Lattice water provides hydrogen atom donor to form hydrate: A case study of chlorbipram: m-hydroxybenzoic acid (1:1) cocrystal

Abstract

Cocrystal hydrate accounts for a small percentage of cocrystals of poorly water-soluble drugs, and still lack the explanation on its cause of formation. In this study, a cocrystal hydrate with a novel phosphodiesterase-4 (PDE-4) inhibitor, chlorbipram, is prepared and characterized using multi-techniques. The dissolution behavior, ternary phase diagram and theoretical calculations are further performed and discussed. Chlorbipram: m-Hydroxybenzoic acid (ChBP-MHBA, 1: 1) cocrystal hydrate presents approximate equivalent dissolution (1.61 mg/mL) in comparison with ChBP (1.90 mg/mL) in isopropanol/water (1: 1, v/v) solution. Ternary phase diagram plotted in ethyl acetate solvent suggests that ChBP-MHBA cocrystal hydrate has an optimum mass percentage range from (2.91%: 2.64%: 94.45%) to (3.20%: 10.74%: 86.06%) among ChBP, MHBA and ethyl acetate.
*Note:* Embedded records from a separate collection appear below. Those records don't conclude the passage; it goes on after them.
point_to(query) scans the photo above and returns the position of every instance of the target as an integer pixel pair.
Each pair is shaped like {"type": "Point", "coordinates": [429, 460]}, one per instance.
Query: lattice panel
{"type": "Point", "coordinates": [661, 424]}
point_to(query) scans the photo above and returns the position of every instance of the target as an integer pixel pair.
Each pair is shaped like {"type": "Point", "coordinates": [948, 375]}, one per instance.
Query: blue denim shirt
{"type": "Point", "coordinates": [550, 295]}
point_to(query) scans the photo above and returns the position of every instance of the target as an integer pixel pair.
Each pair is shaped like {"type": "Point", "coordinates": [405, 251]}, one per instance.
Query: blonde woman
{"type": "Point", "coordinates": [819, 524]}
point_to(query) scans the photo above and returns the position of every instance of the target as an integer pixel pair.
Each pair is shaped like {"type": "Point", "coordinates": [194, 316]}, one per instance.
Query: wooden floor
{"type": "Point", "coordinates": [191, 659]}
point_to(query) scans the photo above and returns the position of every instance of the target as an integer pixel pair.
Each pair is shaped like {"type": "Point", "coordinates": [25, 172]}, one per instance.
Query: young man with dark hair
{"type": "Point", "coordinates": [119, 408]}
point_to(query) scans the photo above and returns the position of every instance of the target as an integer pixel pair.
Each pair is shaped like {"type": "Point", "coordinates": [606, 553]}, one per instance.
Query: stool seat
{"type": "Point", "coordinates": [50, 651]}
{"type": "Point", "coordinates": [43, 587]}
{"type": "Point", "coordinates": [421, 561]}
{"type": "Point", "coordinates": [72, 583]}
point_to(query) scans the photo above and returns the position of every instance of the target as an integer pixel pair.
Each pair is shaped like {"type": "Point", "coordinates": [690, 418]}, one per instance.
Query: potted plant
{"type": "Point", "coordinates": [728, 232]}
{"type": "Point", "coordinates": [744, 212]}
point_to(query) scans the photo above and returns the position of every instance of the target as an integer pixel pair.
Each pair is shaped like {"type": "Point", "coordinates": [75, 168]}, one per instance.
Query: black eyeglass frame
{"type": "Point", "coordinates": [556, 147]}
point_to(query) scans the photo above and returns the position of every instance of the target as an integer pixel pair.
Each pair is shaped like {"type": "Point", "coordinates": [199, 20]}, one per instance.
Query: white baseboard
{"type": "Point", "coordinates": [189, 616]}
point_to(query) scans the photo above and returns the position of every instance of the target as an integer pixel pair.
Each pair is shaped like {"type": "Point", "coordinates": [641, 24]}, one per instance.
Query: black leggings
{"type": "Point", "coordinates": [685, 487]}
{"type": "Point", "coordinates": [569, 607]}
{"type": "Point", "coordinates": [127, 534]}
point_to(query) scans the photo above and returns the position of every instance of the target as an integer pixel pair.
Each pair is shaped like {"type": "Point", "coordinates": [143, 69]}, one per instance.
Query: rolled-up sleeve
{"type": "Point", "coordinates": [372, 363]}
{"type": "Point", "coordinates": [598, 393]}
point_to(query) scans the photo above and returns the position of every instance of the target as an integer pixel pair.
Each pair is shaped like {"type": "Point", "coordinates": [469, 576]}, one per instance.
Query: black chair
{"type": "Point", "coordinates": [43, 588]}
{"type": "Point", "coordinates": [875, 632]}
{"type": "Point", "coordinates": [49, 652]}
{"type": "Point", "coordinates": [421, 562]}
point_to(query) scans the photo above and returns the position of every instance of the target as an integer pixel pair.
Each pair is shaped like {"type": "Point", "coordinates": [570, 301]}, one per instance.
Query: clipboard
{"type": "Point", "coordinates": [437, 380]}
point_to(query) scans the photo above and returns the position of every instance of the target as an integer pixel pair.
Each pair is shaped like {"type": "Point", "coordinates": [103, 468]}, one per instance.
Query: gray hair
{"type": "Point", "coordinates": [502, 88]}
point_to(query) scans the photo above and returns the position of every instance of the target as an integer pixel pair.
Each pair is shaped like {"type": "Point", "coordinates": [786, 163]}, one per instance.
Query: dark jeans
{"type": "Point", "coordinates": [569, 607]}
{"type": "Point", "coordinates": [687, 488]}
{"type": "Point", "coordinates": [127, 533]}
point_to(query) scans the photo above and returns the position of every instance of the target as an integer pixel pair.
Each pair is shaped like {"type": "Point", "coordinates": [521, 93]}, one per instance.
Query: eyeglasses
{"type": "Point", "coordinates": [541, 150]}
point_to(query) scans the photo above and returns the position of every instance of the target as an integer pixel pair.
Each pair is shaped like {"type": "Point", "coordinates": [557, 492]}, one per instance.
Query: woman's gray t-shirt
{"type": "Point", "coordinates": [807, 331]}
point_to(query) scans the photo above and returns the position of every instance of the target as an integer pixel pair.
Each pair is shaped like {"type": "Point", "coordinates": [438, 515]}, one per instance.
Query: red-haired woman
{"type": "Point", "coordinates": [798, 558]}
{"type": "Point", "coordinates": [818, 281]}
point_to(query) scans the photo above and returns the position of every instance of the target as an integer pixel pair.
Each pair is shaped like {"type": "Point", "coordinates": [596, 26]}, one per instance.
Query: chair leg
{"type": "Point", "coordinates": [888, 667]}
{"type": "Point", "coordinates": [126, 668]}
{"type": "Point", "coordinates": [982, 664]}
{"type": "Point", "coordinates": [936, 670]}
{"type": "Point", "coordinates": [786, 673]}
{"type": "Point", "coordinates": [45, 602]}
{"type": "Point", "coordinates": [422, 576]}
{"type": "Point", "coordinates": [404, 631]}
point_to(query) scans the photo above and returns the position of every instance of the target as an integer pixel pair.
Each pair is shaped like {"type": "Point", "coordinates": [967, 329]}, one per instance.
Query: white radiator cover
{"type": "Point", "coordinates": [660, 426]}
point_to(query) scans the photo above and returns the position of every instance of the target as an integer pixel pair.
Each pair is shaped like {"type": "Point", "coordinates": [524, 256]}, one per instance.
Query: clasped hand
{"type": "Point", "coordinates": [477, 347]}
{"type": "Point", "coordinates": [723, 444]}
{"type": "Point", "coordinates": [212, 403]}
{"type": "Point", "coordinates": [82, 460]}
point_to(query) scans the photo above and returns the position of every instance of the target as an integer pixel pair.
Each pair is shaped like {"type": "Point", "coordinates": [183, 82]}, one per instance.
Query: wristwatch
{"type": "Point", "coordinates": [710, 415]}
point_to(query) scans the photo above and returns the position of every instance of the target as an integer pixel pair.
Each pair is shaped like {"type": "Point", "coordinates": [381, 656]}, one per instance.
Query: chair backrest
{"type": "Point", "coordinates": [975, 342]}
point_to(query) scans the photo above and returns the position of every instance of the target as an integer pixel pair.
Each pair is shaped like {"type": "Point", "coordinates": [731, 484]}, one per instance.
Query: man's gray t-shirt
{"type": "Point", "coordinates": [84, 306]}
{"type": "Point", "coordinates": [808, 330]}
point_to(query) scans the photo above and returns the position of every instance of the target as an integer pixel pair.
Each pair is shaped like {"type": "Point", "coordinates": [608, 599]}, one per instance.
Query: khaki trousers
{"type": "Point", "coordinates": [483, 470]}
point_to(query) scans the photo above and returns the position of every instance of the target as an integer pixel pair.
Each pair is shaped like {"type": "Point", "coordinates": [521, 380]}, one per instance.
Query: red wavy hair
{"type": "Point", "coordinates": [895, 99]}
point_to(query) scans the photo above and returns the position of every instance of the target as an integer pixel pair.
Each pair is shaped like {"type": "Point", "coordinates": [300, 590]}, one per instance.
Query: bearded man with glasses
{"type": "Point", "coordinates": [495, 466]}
There are two lattice waters in each unit cell of ChBP-MHBA cocrystal hydrate, accounting for 4.5% proportion of the cell volume using contact surface calculations. Molecular Electrostatic Potential Surface (MEPS) investigations indicate that the strong hydrogen bonds are formed within the cocrystal lattice, which are between the global minimum values of ChBP/MHBA and the global maximum values of lattice water. In summary, lattice water plays an important role in the formation of cocrystal hydrate, providing hydrogen atom donor and forming hydrogen bonds to support its three-dimensional crystal structure.